From the early days of photography until the second half of the twentieth century, most photographs captured of Afghanistan and its people were taken by the British, Indians or other western travellers. The photographs captured either the stunning beauty of the landscape or where portraits of the ‘noble savage’ - local tribes people in exotic attires and studio settings, often performing their customs and rituals. In the last thirty years, however, circumstances in Afghanistan have produced a cache of memorable images that encapsulate a life of Afghan people amidst war and conflict. Unlike the old and present narratives told of Afghanistan, the story of the Kabuliwala is distinct in nature. It is neither about the exotic ‘other’ and nor about the war or its impact. It is a story of a community in a distant land and not of a nation and its people. We, therefore, felt that the story deserved to be told in its own territory and space.


Photo: Kabuliwalas dancing to the Attan, a traditional dance said to be one of the oldest forms of Pashtun pagan dance. Usually performed with a double-headed barrel drum, the dance is performed during festivities and cultural celebrations. Dancers form a circular path and move to the rhythm of the beat with the routine getting faster. The Attan is also the national dance of Afghanistan.

21 century Kabuliwala


While researching the community in Kolkata we realised that it is possibly one of the oldest settled Afghan community in the Sub-continent in modern times. It is likely they started coming to Kolkata from the middle of the nineteenth century and the connection never severed. By the end of the century, these Kabuliwalas became an integral part of the city, perhaps a reason why Rabindranath Tagore could pen the story in 1892.

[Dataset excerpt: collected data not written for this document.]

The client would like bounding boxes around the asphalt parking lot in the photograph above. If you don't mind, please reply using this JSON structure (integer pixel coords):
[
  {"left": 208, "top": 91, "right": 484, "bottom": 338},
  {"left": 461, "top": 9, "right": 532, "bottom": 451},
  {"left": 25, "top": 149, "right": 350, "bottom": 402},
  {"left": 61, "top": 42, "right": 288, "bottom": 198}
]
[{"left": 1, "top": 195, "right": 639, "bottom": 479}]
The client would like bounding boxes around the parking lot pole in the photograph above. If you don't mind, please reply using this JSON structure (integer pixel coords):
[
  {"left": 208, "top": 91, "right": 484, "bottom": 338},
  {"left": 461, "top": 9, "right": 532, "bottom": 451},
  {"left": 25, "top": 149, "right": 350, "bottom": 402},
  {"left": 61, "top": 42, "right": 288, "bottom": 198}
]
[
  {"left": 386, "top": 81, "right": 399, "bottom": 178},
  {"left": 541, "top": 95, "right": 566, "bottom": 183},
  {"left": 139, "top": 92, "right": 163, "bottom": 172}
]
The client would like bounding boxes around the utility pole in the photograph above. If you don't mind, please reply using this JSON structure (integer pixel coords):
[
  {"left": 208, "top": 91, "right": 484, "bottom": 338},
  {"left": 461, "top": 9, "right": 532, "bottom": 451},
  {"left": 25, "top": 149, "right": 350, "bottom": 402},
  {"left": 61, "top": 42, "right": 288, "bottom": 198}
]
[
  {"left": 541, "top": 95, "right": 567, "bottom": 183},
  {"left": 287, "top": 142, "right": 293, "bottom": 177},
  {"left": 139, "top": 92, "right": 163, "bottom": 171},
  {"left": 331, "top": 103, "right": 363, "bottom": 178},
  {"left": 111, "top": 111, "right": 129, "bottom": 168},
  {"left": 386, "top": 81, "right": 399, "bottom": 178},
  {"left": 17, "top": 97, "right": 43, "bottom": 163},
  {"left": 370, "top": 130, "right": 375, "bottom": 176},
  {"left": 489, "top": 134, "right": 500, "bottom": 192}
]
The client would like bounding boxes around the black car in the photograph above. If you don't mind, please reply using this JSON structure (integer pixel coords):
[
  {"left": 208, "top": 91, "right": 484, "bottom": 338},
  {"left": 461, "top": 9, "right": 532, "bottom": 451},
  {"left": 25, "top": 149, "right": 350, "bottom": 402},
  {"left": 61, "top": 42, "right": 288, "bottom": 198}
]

The early Kabuliwalas’ business ventures were mostly hawking dry fruit and asafoetida grown in Afghanistan and selling warm shawls. They would visit middle class Bengali neighbourhoods selling their merchandise that they brought in Afghanistan. This continued until the 1970s after which political instability and war in Afghanistan disrupted their usual trades. Also the large joint family system in Kolkata started to change around the same time with the advent of apartments. The Kabuliwalas, thus, disappeared from the views of the city until our project created interest in them.


Although the Kabuliwalas consider Kolkata their ‘real home’ because it has provided them with shelter and livelihood, many often talk about visiting Afghanistan, their distant and often imagined home. They cling onto mementos that had been passed on from earlier generations. Stuck in a vacuum of space between these two worlds, the Kabuliwalas of Kolkata are as Afghan as Indian. For the Bengalis, though, the men with piercing eyes and rugged face will always remain Mini’s Kabuliwala.

In the midst of longing and belonging, they carry on with their daily lives, filled with tensions between dreams and realities - of merging, exclusion and exile - until they are finally laid to rest in Kolkata, their ‘real home’.